Le Staline des plateaux
Cette nature tyrannique ne s’arrêtait pas à la sphère privée. Claude François gérait son empire et ses collaborateurs, dont les célèbres Claudettes, avec une main de fer frôlant l’absurde. On a retrouvé des notes de service où il exigeait des retenues sur salaire pour des cintres perdus ou s’en prenait violemment à son chauffeur pour un siège mal réglé. Qualifié de “Staline des plateaux”, il humiliait ses équipes en public pour la moindre erreur, exigeant une perfection que lui-même ne pouvait toujours pas atteindre.
Une dignité finale

Jusqu’à sa disparition en 2018, France Gall est restée d’une dignité exemplaire.

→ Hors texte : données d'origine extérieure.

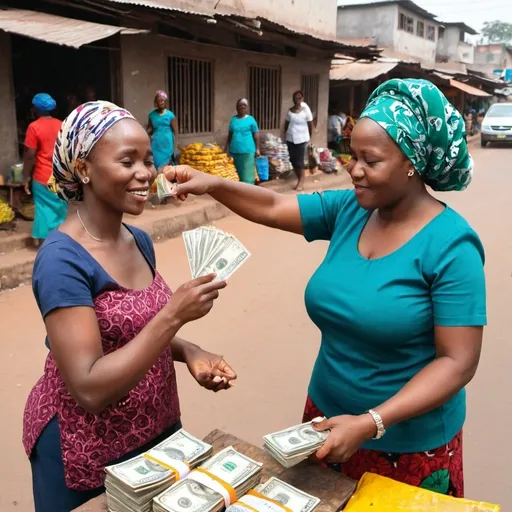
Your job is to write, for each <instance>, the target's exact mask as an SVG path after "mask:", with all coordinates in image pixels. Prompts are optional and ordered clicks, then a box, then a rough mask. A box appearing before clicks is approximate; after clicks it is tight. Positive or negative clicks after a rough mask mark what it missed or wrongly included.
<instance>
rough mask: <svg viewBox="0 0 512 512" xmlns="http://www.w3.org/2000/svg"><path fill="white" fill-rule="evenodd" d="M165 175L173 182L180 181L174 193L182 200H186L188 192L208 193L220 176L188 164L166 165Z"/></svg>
mask: <svg viewBox="0 0 512 512" xmlns="http://www.w3.org/2000/svg"><path fill="white" fill-rule="evenodd" d="M162 172H163V173H164V174H165V177H166V178H167V179H168V180H169V181H171V182H174V181H176V182H178V183H177V185H175V190H174V193H175V195H176V196H177V197H178V199H180V200H181V201H185V199H186V198H187V196H188V194H194V195H196V196H202V195H204V194H208V193H209V192H211V191H212V190H213V188H214V187H215V183H217V180H218V179H219V178H217V177H215V176H211V175H209V174H206V173H204V172H201V171H197V170H196V169H192V167H189V166H188V165H176V166H175V167H172V166H169V167H164V168H163V171H162Z"/></svg>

Elle n’a jamais cherché à détruire la légende par vengeance, mais elle a refusé de laisser le mensonge perdurer. Elle a reconstruit sa vie dans la lumière et le respect avec Michel Berger, laissant derrière elle l’image d’une femme qui a su s’arracher aux griffes d’un homme qui voulait la modeler à sa guise.
Le message qu’elle nous laisse est puissant : les monstres ne sont pas toujours ceux que l’on croit. Parfois, ils portent un sourire éclatant et chantent des tubes populaires, mais la vérité finit toujours par rattraper la légende.